Uma nova tecnologia desenvolvida pela Universidade Federal de Viçosa campus Rio Paranaíba (CRP-UFV) promete revolucionar o manejo de pragas na agricultura brasileira. Lançada no último dia 23, a solução permite otimizar o uso conjunto de controles biológico e químico, resultando na redução do uso de inseticidas, dos custos para os produtores e dos impactos ambientais associados ao uso incorreto de agroquímicos. 

O evento de apresentação reuniu produtores, estudantes, cooperativas e empresas do agronegócio, que puderam conhecer em primeira mão a ferramenta: uma tabela de compatibilidade que levou oito anos para ser desenvolvida. O trabalho foi realizado em parceria com a Associação Mineira de Produtores de Algodão (Amipa).

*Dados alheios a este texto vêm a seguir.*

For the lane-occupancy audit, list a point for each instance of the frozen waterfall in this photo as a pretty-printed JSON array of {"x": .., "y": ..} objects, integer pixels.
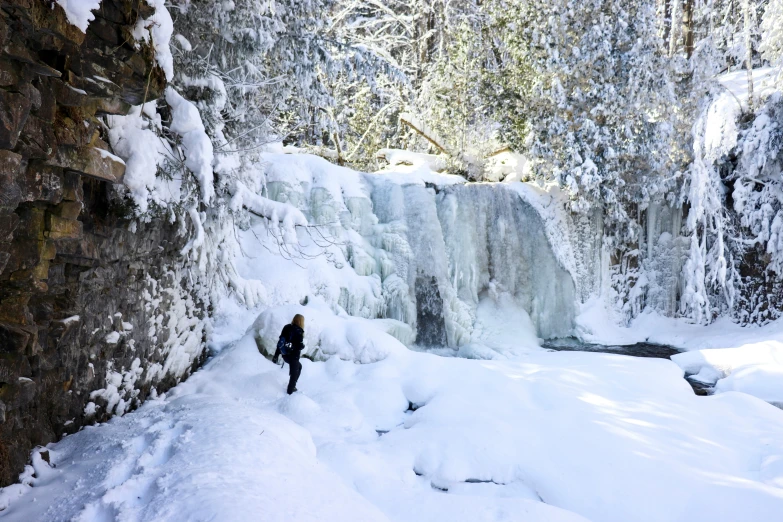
[{"x": 428, "y": 250}]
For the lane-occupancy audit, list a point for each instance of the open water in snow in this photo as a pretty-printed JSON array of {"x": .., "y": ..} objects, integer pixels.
[{"x": 660, "y": 351}]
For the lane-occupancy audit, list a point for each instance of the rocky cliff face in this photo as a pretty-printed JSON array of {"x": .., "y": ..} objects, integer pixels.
[{"x": 93, "y": 316}]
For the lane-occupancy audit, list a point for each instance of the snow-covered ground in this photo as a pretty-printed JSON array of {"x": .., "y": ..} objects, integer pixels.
[
  {"x": 549, "y": 436},
  {"x": 506, "y": 431}
]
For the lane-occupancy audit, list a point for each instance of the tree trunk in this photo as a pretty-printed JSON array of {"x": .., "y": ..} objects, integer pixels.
[{"x": 673, "y": 29}]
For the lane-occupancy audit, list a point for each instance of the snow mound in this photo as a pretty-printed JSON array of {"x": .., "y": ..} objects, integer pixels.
[{"x": 79, "y": 12}]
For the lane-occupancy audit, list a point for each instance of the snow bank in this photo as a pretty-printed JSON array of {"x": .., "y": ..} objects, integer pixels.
[
  {"x": 555, "y": 436},
  {"x": 79, "y": 12},
  {"x": 755, "y": 369},
  {"x": 326, "y": 335}
]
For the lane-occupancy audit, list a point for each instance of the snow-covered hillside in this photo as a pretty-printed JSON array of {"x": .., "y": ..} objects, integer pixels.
[
  {"x": 414, "y": 437},
  {"x": 382, "y": 432}
]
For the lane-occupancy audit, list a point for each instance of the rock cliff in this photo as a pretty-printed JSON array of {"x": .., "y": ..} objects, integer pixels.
[{"x": 95, "y": 311}]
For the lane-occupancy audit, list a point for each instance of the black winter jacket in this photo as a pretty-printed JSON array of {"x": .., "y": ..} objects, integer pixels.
[{"x": 295, "y": 336}]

A inovação nasceu de uma necessidade real do campo. Produtores de café e algodão procuraram a universidade em busca de uma solução para um dilema comum: como aplicar defensivos químicos sem prejudicar a população do Chrysoperla externa, um inseto predador fundamental para o controle biológico de pragas.

“Os agricultores já utilizam ambos os métodos, mas ainda não existia uma forma eficiente de compatibilizar as duas técnicas”, explica o professor Flávio Fernandes, coordenador do Grupo de Pesquisa em Manejo Integrado de Pragas no Laboratório de Entomologia do CRP-UFV.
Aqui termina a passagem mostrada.